"C’est ça mettons tout sur le même plan les bagarres de pochtrons à la
sortie des boîtes de nuit et bistrot, les crimes racistes, les crimes à
caractère poltique, les crimes passionels comme le mari jalou etc....
Au final l’agression sauvage de Clément c’est quelque chose de banal Near ?"
.
Ha parce qu’il y aurait donc matière à hiérarchiser aussi les rixes tout comme les crimes de lumières ? Un pochtron qui tombe sous les coups d’un autre pochtron serait moins haut placé dans le hit parade des drames ordinaires qu’un "combattant" étiqueté "camp du bien par la pensée unique" qui serait tombé sur un os, ou plutôt une bitte ?
.
Voilà bien un concept de gauche, la hiérarchisation des tragédies...
.
Dans le cercueil y a plus d’étiquette. Plus que les larmes des proches, qui je l’espère sauront oublier qu’internet existe dans les circonstances douloureuses qu’ils traversent quand ce genre de vélodrames d’hivers survient.

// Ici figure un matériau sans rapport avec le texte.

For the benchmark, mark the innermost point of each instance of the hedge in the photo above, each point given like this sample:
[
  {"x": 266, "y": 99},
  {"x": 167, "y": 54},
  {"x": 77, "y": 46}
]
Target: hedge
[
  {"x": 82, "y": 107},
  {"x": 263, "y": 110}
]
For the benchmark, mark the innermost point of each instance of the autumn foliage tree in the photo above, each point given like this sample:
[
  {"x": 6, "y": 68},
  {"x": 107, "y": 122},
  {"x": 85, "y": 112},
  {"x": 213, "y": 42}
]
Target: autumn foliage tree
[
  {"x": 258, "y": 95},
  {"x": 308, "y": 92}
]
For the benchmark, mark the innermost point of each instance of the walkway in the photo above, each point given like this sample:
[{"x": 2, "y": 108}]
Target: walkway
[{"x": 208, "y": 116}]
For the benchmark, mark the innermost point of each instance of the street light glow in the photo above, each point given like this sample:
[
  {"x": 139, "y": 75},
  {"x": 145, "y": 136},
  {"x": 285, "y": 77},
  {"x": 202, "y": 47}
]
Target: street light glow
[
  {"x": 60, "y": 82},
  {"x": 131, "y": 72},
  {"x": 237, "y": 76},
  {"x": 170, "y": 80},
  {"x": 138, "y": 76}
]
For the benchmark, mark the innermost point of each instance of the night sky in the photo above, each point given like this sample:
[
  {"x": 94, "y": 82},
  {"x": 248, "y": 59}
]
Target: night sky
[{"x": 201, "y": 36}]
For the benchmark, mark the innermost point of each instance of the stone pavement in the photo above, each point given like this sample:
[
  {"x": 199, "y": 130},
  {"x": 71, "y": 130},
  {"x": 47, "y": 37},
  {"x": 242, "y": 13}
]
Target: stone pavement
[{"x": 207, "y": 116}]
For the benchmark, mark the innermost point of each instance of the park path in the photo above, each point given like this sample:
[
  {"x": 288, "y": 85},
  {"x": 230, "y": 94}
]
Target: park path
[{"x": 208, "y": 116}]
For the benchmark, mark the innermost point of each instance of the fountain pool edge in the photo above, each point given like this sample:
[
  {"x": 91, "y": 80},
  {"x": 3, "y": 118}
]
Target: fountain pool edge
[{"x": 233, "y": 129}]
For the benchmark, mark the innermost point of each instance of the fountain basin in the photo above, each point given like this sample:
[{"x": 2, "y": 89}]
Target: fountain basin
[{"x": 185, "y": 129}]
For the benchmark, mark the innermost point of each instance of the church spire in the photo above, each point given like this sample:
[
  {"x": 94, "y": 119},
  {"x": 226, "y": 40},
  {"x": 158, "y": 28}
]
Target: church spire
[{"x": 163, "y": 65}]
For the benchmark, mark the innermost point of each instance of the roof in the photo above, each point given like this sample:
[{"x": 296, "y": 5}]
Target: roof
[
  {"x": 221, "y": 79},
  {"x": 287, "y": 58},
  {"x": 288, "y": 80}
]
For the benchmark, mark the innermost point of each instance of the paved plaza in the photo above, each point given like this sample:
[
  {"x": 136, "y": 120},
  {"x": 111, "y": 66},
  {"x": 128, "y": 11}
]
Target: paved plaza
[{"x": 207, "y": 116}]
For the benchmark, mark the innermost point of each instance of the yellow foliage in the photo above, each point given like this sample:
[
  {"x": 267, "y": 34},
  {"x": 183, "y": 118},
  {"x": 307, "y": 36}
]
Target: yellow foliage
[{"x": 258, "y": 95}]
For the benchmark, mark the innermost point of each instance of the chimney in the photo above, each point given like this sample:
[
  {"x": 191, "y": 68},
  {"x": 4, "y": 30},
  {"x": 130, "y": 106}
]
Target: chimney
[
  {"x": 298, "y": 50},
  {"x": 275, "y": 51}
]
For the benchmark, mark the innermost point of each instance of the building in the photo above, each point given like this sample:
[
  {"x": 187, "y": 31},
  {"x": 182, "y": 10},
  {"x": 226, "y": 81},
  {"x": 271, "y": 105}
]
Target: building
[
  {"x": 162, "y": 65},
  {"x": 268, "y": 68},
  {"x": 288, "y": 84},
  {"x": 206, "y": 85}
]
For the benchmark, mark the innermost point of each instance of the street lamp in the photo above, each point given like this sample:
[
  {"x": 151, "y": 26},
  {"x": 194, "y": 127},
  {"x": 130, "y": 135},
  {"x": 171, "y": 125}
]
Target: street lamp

Parce que ce déchaînement médiatique et les vautours charognards politiques, c’est là que se situe la vraie vulgarité qui choque dans cette affaire.
.
C’est fou ce que les T-Shirts de circonstance s’impriment vite de nos jours... "Clément, à jamais un des nôtres"
.
Marrant suis en train de regarder un film en ce moment : Télé Gaucho il se nomme... Et dépeint bien la mouvance antifa, ses incohérences, ses moulins à vent et ses escroqueries ordinaires, genre le plus zélé des activistes, le plus âgé aussi, la quarantaine, qui avoue au détour d’une discussion habiter chez ses parents, dans le 16ème, ça casse un peu son statut de révolutionnaire.
.
Bref souhaitons à nos descendants, un avenir plus clément...
.
Désolé...
.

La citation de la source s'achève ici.